La clave para hallar la combinación perfecta está en probar, conocer las características de cada vino y asesorarse (Ver Recomendaciones).

La elección

Pese a que el consumo de vino en Colombia ha crecido en los últimos años, pasó de 0.3 botellas al año por persona a 1.3, las cifras siguen siendo muy bajas frente a los referentes internacionales.

Arango resalta que las expectativas son buenas porque las nuevas generaciones ya están tomando más vino, “hay mucho interés por el tema, la juventud descubrió el deleite y el placer de tomar vino”.

Recomienda a las personas que apenas están descubriendo el mundo de la enología comenzar el camino con los vinos ligeros, suaves, con bajo grados de alcohol y dulces y de ahí ir saltando a vinos más complejos y robustos.

“Por ejemplo, el primer sabor con el que el hombre tiene afinidad es con el dulce, por eso a los bebés no se les da nada amargo, lo mismo pasa con el vino, hay que iniciar con los que dejan una buena sensación en la boca”.

También llama a no dejarse llevar por los precios, no necesariamente los más costosos son los mejores, ni por el envase, los hay buenos y malos tanto en botella de vidrio como en envase de cartón, lo mismo sucede con los que vienen con la tapa de rosca o corcho.

Con sancocho, frijoles o con tamal, el vino marida igual de bien como lo hace en un restaurante elegante con una langosta o con un pulpo

Pescado frito con arroz con coco: Este plato necesita un blanco con cierto volumen, como un Viognier o incluso un Torrontés argentino.

Sancocho: hay varias opciones de sancocho, pero creo que podemos irnos con un tinto italiano, un Merlot o un gran Cabernet Franc.

Bandeja paisa: me gusta siempre con un Shiraz.

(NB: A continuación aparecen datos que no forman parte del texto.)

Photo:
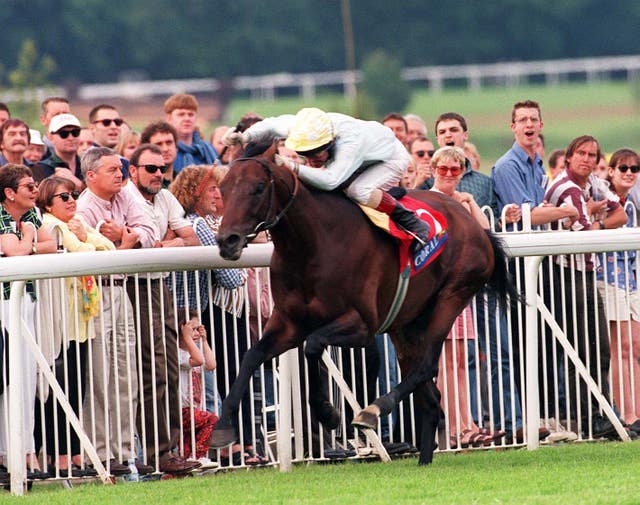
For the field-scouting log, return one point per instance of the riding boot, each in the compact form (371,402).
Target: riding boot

La bandeja paisa tiene una buena cantidad de grasa y el Shiraz, un vino tánico potente, responde bien con este plato.

Tamal: un Chardonnay sería una opción perfecta.

Gallina criolla: un Albariño español de buena acidez.

Huesos de marrano: un Ribera del Duero o un Rioja, ambos vinos hacen un excelente maridaje.

Cabrito: con un buen Burdeos, uno que tenga mayoritariamente uvas Merlot.

Postres colombianos: con vinos late harvest o con vinos espumosos.

Fritanga: con un buen Malbec argentino, el rey de los asados.

Lechona: se aconseja un Tempranillo, puede ser un Ribera del Duero.

Ternera a la llanera: las carnes al carbón van bien con un buen Carmenere, un vino de carácter o un Cabernet Sauvignon.